Baruch Spinoza, for instance, who belongs to the generation of Dutch patron-less thinkers, can be considered as a counter-example to this trend. He, after all, made his living by giving private lessons and grinding lenses. However, make no mistake about it, not only Spinoza made a normal living with such a day job, but his actual creative outburst began in 1670 when he moved to Hague and lived on a pension. Then he produced his magnum opus — “Ethics” and “Tractatus Politicus”.

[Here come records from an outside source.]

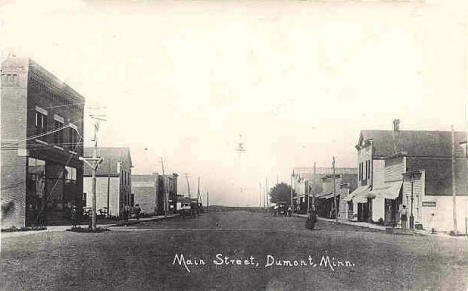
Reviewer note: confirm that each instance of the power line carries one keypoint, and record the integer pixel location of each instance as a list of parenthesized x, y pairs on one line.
[(49, 132)]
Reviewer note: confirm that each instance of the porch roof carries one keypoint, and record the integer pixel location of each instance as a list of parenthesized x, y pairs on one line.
[(390, 190)]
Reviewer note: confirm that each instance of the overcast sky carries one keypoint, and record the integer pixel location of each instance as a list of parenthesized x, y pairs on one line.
[(298, 80)]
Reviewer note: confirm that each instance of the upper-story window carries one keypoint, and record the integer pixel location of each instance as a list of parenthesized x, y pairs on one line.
[(40, 122), (70, 175), (72, 137), (368, 169), (58, 134)]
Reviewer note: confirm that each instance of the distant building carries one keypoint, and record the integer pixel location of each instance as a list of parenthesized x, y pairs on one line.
[(41, 130), (145, 189), (313, 183), (344, 184), (113, 182), (167, 187), (411, 168)]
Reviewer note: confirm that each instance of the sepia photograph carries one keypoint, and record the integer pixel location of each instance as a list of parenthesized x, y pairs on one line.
[(234, 145)]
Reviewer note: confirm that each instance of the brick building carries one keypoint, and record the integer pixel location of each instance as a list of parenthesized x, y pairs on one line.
[(113, 179), (41, 130)]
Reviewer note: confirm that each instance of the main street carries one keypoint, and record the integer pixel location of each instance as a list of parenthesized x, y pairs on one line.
[(232, 250)]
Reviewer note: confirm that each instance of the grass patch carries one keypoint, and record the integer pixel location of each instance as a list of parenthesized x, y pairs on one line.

Nevertheless, what inspired me to write this down is this morbid “American” fantasy of earning huge sums of money and then dedicating your life to higher cultural matters. Well, that’s a myth and a very pervasive one. Not only this is not possible, but it leaves people spiritually empty and void. A person can flex all he wants how much he earns, but when you are in your 50s without having read Shakespeare's Hamlet or any other classical work of such weight, you represent a homeless, shelless non-being, with an absent cultural center. And that’s not a bug, but a feature of contemporary society.

Zdzislaw Beksinski

You might ask, why should everyone or anyone be bothered about such matters? And you are right, they should not. An instinct that motivates this message is inherently socialistic. The latter here does not denote a leftist attitude, but rather the way, German philosopher, Oswald Spengler, employs this concept. According to Spengler, socialism is an instinct of a world improver, who tries to impose his world conception and transform others based on his model of truth. This universalistic tendency (known as projection) is an incurable disease of very particular people. However, in this case, there are two aspects that worry me.

The first, as I have said regards artistically and intellectually motivated people who think that if they don’t come from rich families, can pursue their dreams in the distant future when they won’t have to worry about sustenance. There are two problems with this “American” business attitude. First, it is unrealistic because day jobs and the pursuit of money drain you, leaving you unable to produce anything culturally significant. Secondly, if you are truly in love with your passion, there is pretty much zero chance of showing that amount of conscientiousness and conformism to delay its realization in the distant future. Modigliani, for instance, had to survive a literal hunger every single day. But, like Diogenes, he would do anything to paint, a “devil-may-care” attitude again. Same with Honoré de Balzac. Hence, you won’t achieve anything in the “right way.” Either you find a way, a shortcut, some form of assistance or you won’t realize your artistic and intellectual dreams. Scary and pessimistic as it sounds, I don’t recall many hard-working entrepreneurs who after becoming rich, all of a sudden started producing significant philosophical or artistic works.

The second problem, then points to the large-scale soullessness of modern society. And here, we are not talking about the absence or waning number of people who are capable of producing anything significant, but rather the shrinking of people who can appreciate high culture. In other words, most people around don’t have much going on in their lives and that is a dark, scary reality. A new boyfriend, a new job, some scandal, maybe a boxing match, a sexual experience, or something empty of that sort. Even the creative elite, responsible for generating art and science are being drained and submerged in fruitless hedonism. No wonder why the commoners are being disillusioned with the wealthy minority. The prevailing popularity of conspiracies about how some wealthy elite wants to change the whole world to their liking has nothing to do with ignorance or stupidity. What on earth are we expecting, when no one produces anything of worth? The rich and elite always had the power that they have now, it's just they had to offer something that would cool off the commoner and produce a sense of reverential awe.

Age of the hollowed-out bodies then describes people who are “a”cultural, which is tantamount to being a nobody. Same way person who feeds on junk food can never be healthy, people whose psyches are no longer shaped by classics are hollow.

“Did you hear about the upcoming fight between Diaz and some other idiot?”